The gear was brand new to me, but coming from the X100 and having read the X-Pro1 manual long before the camera arrived, the basics were well understood. Just a matter then of getting familiar with the latest toy and two of its new lenses.


What’s so special about the old petroleum harbor? In 1863, only four years after drilling the first well in the US, Antwerp already had become the largest and best equipped import harbor for oil products in Europe. It kept that status until 1927, when Hamburg and Rotterdam took over.

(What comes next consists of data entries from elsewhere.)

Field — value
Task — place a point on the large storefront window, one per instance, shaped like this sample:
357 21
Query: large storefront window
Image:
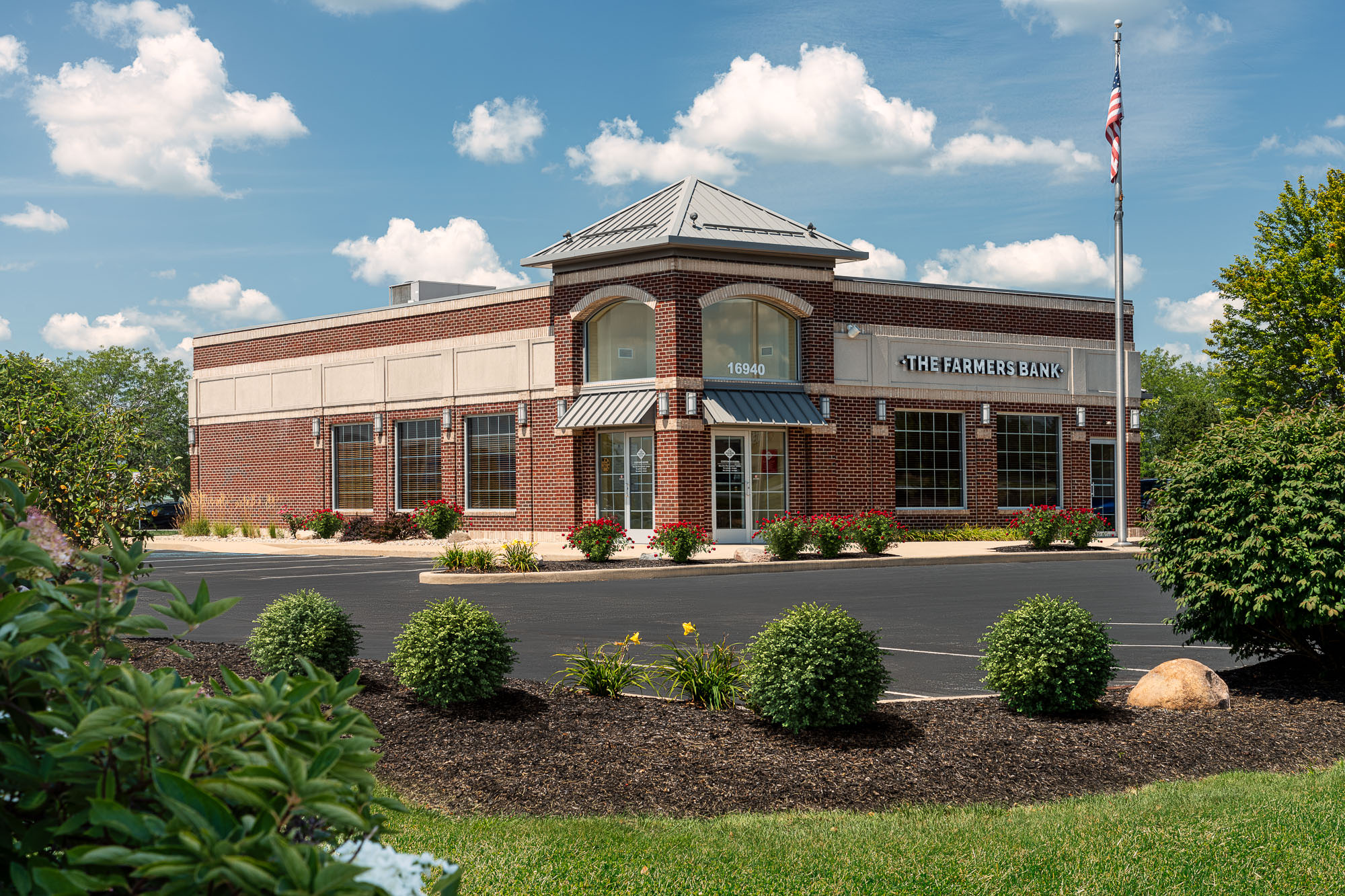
1030 460
621 342
353 467
418 463
490 462
748 339
930 467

At the start of the 20th century, Antwerp moves its focus for oil related activities to the south of the city. An area of 100 hectares is acquired and construction work starts: a 300m long concrete pier, underground pipelines, huge fuel storage tanks…  After only one year of operations a big catastrophe happens: one of the fuel tank ruptures and ignites. Immense fires rage for twelve days and destroy the installations almost completely.
Within the year, the infrastructure is rebuilt and industrial activities resume, and with that, the first complaints about oil leaks and the resulting pollution are recorded.

When World War I erupts, the authorities give the order to set fire to the oil tanks and destroy all infrastructure. The arriving German troops will find only a small part intact. After the war, the expansion of Antwerp’s petroleum harbor resumes. By 1920, no less than 233 oil storage tanks are counted. A final extension is realized in 1934. But the area runs out of space for new plants, and oil tankers have grown to a size that the old harbor can no longer accommodate. During the same  year a first new refinery is constructed in the northern harbor. This is the beginning of the end for ‘Petrol South’…


Today, only a few oil-related companies remain active, the rest of the area is dotted with industrial antiquities and derelict buildings. But the heavily polluted site stands on the brink of a new future: a massive cleanup and reconversion effort has begun to turn this part of Antwerp’s south harbor into the place to be for new sustainable and ecological ventures.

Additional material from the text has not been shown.